The solution we were given proposes the following:
Let $\frak m\subseteq A$ the maximal ideal in $A$. Since it holds that
$M\otimes A\big/{\frak{m}} \cong M\big/{{\frak m}M}$, as a consequence
of Nakayama's Lemma we see that $$M\otimes_A A\big/{\frak{m}}
= 0 \implies M =0$$
So far so good, I can follow everything so far. But the following part contains two parts I can't follow. They continue:
We apply that observation onto $M\otimes_A N = 0$. Thus we obtain
$$(M\otimes_A N) \otimes_A A\big/{\frak{m}} = 0.$$
My Question: If I'm not entirely mistaken, the argument we're doing here is exactly the converse of how we argued in the preceding part.
We showed that
$$M\otimes_A A\big/{\frak{m}}
= 0 \implies M =0$$
And now we basically claim that
$$ M\otimes N =0 \implies (M\otimes_A N)\otimes_A A\big/{\frak{m}}
= 0$$ which is the converse, isn't it? Am I missing something?
I'd appreciate any help, I really want to understand this.
Best Answer
Regarding the converse, the implication $$M = 0 \rightarrow M \otimes_A A/\mathfrak m = 0$$ is true (almost) by definition for any tensor product (if $M, N$ are $A$-modules and $M = 0$ then $M \otimes_A N = 0$).
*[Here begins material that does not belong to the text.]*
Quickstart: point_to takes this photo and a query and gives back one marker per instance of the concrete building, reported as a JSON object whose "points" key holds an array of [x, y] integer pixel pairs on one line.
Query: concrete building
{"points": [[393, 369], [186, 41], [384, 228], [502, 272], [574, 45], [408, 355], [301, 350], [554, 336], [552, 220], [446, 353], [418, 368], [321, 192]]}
Next, that $(M \otimes_A N) \otimes_A A/\mathfrak m = (M \otimes_A A/\mathfrak m) \otimes_{A/\mathfrak m}(N\otimes_A A/\mathfrak m)$ follows from the associativity of the tensor product: $$\begin{aligned} (M \otimes_A N) \otimes_A A/\mathfrak m &= M \otimes_A (N \otimes_A A/\mathfrak m) \\ &= M \otimes_A A/\mathfrak{m} \otimes_{A/\mathfrak m} \otimes (N \otimes_A A/\mathfrak m) \\ &= (M \otimes_A A/\mathfrak m)\otimes_{A/\mathfrak m}(N\otimes_A A/\mathfrak m) \end{aligned} $$
Now, we have $(M \otimes_A N) \otimes_A A/\mathfrak m = 0$, hence $(M \otimes_A N)/\mathfrak m(M \otimes_A N)$ is a zero dimensional vector space over $A/\mathfrak m$. By the above equality, this vector space is isomorphic to the tensor product of vector spaces $M/\mathfrak mM \otimes_{A/\mathfrak m} N/\mathfrak mN$. As $$0 = \dim_{A/\mathfrak m}(M/\mathfrak mM \otimes_{A/\mathfrak m} N/\mathfrak mN) = \dim_{A/\mathfrak m}(M/\mathfrak mM)\dim_{A/\mathfrak m}(N/\mathfrak mN),$$ we have that wlog $\dim_{A/\mathfrak m}(M/\mathfrak mM) = 0$, that is $M \otimes_A A/\mathfrak m = 0$. By Nakayama's lemma $M = 0$.